To make sense of gentrification as a layered economic, cultural, and social process in Mexico City, I spoke with Dr. Víctor Isolino Doval, a professor at Universidad Panamericana and a member of Mexico’s National System of Researchers. A scholar of philosophy and urbanism, Dr. Doval leads a research group dedicated to exploring the relationship between city life, beauty, and livability.
“I believe what happened in Roma-Condesa doesn’t really have much to do with gentrification in the urban sense…” Dr. Doval said. “We can concede that the protest began as a demonstration against gentrification as an urban phenomenon, but other groups joined opposing what they perceived as a North American invasion, against the digital nomads driving up local prices, and then it turned into a protest against capitalism, and then into one in favor of Palestine… it got out of control.”
“Gentrification is a completely normal process. Jane Jacobs explained how a city is like an ever-changing living organism: some parts are alive and well, others change, others die off if not taken care of…” Dr. Doval told me. “I think [the concept of gentrification] has been hijacked by a certain ideology. The phenomenon is being demonized.”
When I asked Dr. Doval whether the protest was really about discomfort with cultural changes rather than housing policy, he responded that “there is a housing challenge,” but added that “if someone wants to live in a certain part of the city, they must pay what the area costs, just like in any part of the world. That’s how markets work.” His point was that highly desirable neighborhoods will always come with higher prices.

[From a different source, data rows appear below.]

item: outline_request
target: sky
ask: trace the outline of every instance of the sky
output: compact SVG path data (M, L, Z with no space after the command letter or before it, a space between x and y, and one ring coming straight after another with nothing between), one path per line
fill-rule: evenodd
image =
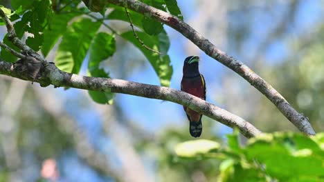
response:
M185 21L188 20L195 21L195 1L194 0L178 0L178 5L182 11ZM323 17L320 14L321 12L321 1L302 1L302 4L298 8L298 13L296 21L294 26L289 29L296 34L303 34L307 31L307 28L312 27L312 25L318 21L321 21ZM280 13L280 8L278 13ZM260 16L262 12L260 12ZM217 12L215 13L217 14ZM254 37L251 37L246 43L247 48L255 50L257 48L258 38L267 34L267 28L271 26L271 19L255 18L255 31ZM267 22L264 21L267 20ZM182 77L183 61L187 54L184 50L187 39L181 34L173 29L164 26L169 37L170 37L171 44L168 52L172 65L173 67L173 75L171 79L170 87L176 89L180 89L180 82ZM195 27L193 27L195 28ZM4 27L1 27L1 32L3 32ZM4 34L0 34L0 39L3 39ZM206 37L208 39L208 37ZM136 49L136 48L134 48ZM197 48L198 50L198 48ZM280 40L275 41L271 46L271 48L267 52L267 61L272 63L278 63L285 56L285 45L282 44ZM224 51L231 52L231 55L236 56L233 50L224 50ZM222 78L224 74L228 73L228 69L222 64L217 63L204 52L199 50L199 55L201 57L200 63L201 73L204 75L208 88L207 88L207 101L222 106L221 103L217 103L213 98L215 93L218 93L221 87ZM237 57L242 59L240 57ZM247 60L241 60L243 62L248 62ZM212 71L211 71L212 70ZM154 72L152 66L148 62L143 69L134 71L127 79L129 81L138 81L153 85L159 85L159 78ZM213 84L213 85L212 85ZM219 84L219 85L217 85ZM102 135L102 130L100 122L100 117L93 110L75 110L72 108L78 106L78 99L80 99L79 94L82 94L80 90L75 89L69 89L64 90L63 88L57 89L58 94L66 101L66 109L72 115L78 124L88 134L91 142L100 145L105 137ZM160 100L150 99L146 98L138 97L126 94L117 94L115 102L119 102L121 104L122 109L125 116L131 119L132 121L138 122L145 130L150 132L159 134L163 132L163 129L166 127L183 128L188 127L186 114L181 105L168 101L161 101ZM109 107L109 106L107 106ZM80 114L82 113L82 114ZM203 118L204 122L204 118ZM217 124L220 128L222 135L231 132L231 129L221 124ZM189 132L188 132L189 133ZM107 179L100 176L94 171L84 165L82 161L78 159L72 152L67 152L66 155L59 159L61 166L64 166L62 172L69 174L66 179L62 179L62 181L73 181L78 179L78 181L105 181ZM75 168L75 167L78 168ZM73 172L69 169L73 168ZM82 178L80 178L80 174L82 174Z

That isn’t unique to Mexico City or the result of foreign arrivals; it’s a basic feature of supply and demand.
One of the main enemies portrayed in the protest (along with “capitalism” and greedy landowners) was the so-called laptop class, “digital nomad gringo.” Remotely employed Americans were accused of being the main force behind gentrification.
I interviewed Germán Saucedo, a Mexico City native and junior editor at First Things, who published an in-depth report on digital nomads. “Roma and Condesa became trendy and expensive even before 2020,” Germán explained. “It’s not really about housing. That is just an excuse… it’s about (and maybe this is not the right term), a cultural gentrification.” Germán emphasized that while working on his 2023 report, he noticed vast cultural differences across categories of foreigners living in Mexico City. “Some of them are not expats or permanent residents… they are more like long-term tourists that, granted, are not looking to fully adapt to the local culture.” He insisted that gentrification is not exactly the problem, since “throughout history, many areas have been gentrified in Mexico City: Polanco, Doctores, Santa Fe… but now the ‘gentrifier’ is the gringo, so the discontent with income inequality is paired with a cultural resentment.” Drastic changes in neighborhood demographics driven by wealthier Mexicans did not cause backlash like last week’s protest. But now, with foreigners so visibly involved, gentrification serves as a symbol for broader social and cultural tensions.
Mexico City’s anti-gentrification protest was just superficially about housing. The protest expressed a deeper and more complex malaise, one that has been explored, at times controversially so, by writers such as Samuel Ramos in El perfil del hombre (1934) and Octavio Paz in El Laberinto de la Soledad (1950).
Dr. Doval summarized it best: “a Mexican ethos moved by a spirit of revenge.”